I’ve always been very critical of Mercer Island. For those of you who aren’t familiar with it, it is most easily described as the 1% – doctors, lawyers, entrepreneurs – you name it. Wealth isn’t glamorous, it is a requisite. I was born and raised here; it is the only home I have ever known.

After I graduated college, I moved to South Seattle and have been living and working here since. In these last two years, I have seen what I considered “true adversity.” My definition of true adversity has been fairly simple: poverty. I work with families who can’t feed their children, who work four different jobs, who move into new apartments every month. If only they had financial stability…all their problems could be solved…right? In my mind, money absolved poverty, pain, and adversity. Therefore, rich people don’t have “real” problems – they can’t.

It was only in the last few weeks that I realized how completely wrong I have been. I am 23 years old, and I have attended more funerals than weddings.
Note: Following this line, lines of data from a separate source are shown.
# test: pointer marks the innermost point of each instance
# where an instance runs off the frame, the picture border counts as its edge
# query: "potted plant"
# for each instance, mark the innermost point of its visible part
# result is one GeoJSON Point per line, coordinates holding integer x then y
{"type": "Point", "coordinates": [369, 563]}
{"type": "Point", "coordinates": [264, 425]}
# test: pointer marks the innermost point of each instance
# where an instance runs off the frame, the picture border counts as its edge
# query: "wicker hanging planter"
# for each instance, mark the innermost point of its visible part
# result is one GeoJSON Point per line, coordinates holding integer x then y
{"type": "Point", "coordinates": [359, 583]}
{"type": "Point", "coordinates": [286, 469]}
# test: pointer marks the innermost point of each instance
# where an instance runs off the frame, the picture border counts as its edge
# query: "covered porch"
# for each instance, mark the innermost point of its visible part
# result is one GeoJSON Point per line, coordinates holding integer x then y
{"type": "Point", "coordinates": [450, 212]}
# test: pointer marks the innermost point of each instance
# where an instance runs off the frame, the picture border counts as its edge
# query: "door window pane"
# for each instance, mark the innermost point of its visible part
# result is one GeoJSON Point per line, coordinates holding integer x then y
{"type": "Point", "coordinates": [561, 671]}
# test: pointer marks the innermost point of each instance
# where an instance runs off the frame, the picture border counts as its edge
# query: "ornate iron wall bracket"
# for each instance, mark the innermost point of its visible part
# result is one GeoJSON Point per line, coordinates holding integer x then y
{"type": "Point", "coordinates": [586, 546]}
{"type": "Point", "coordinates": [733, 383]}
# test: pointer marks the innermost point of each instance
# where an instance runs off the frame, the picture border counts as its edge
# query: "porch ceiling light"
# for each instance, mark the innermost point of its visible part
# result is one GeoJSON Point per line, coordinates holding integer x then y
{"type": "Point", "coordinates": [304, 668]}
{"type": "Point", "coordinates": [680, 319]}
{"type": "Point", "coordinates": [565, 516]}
Almost all of them have been peers of mine. These weren’t car accidents or other freak occurrences. These were deaths caused by drug overdoses and depression.

 

I want to take a step back for a moment and note something truly incredible and unique: the community of Mercer Island. One of the best parts about growing up on the island was the strong bond I fostered with my classmates. We shared both diapers and graduation gowns together, and everything in between. My best friends from preschool are still my best friends today. I can’t imagine ever being as connected to anyone as I am to these people. We grew up together, dealt with hardships together, and have been there for each other time and time again. Mercer Island brought me to these amazing and life-long friends – I am eternally grateful for that.

I recently attended the Mercer Island Youth and Family Services Annual Breakfast with a bit of a chip on my shoulder: What could this fundraiser possibly be for? We don’t have any REAL problems. This money could be used in communities that actually need it….

How wrong I was – I walked away from this breakfast deeply moved by its message, which was this: our children are hurting. They are under intense stress and aren’t able to cope with it in a healthy way. The keynote speaker, Dr. Kevin Haggerty, talked about the island’s direct correlation between the pressure to succeed, the depression which manifests, and the excessive drugs/alcohol that kids turn to as a coping mechanism.

For most of you, I am sure this comes as no surprise. For me, it was an absolute aha! moment. Every community has its own unique problems, regardless of wealth. Wealth does not negate adversity; it redistributes it. I am no exception to these struggles – depression and drug/alcohol abuse have been some of the darkest times in my life. If I didn’t have family and friends who fought for me, I don’t know where I would be today. I have been extremely fortunate to have always had advocates who saw problems before I did and helped me work through them. This is true wealth. 

Unfortunately, getting help is not always straightforward, simple, nor detectable. The theme of the breakfast was the following rhetorical question, which has really stuck with me:

If Islanders don’t help Islanders, who will?

From the outside looking in, we have it all. From the inside looking forward, there is a lot of work to be done.

The sad reality is that these struggles are easily kept under wraps and often normalized. We can’t keep laughing off the blackouts. We can’t keep hoping that tomorrow will be the day we pull ourselves out of that dark place. We need to act. We need to do something.

My challenge to all Islanders is this: Give back to the community that raised us – in whatever way we can. It is so powerful for us to come back to Mercer Island and give the support that we once needed and/or received. No one understands these hardships better than those who experienced it themselves. Here’s a few simple things we can do:

  • Stay up to date with Mercer Island events.
  • Donate your time and/or money to MIYFS.
  • Volunteer for an upcoming project.
  • Do you know an islander who might need help? Be their advocate.

I am writing this post from a place of profound grief for the lives I’ve seen lost. I am also writing from a place of profound inspiration and desire to enact change in the beautiful city that raised me. Mercer Island and the community it fosters will always hold a dear place in my heart, soul, and identity.

I’m done with funerals. I want weddings. I want life. I want change.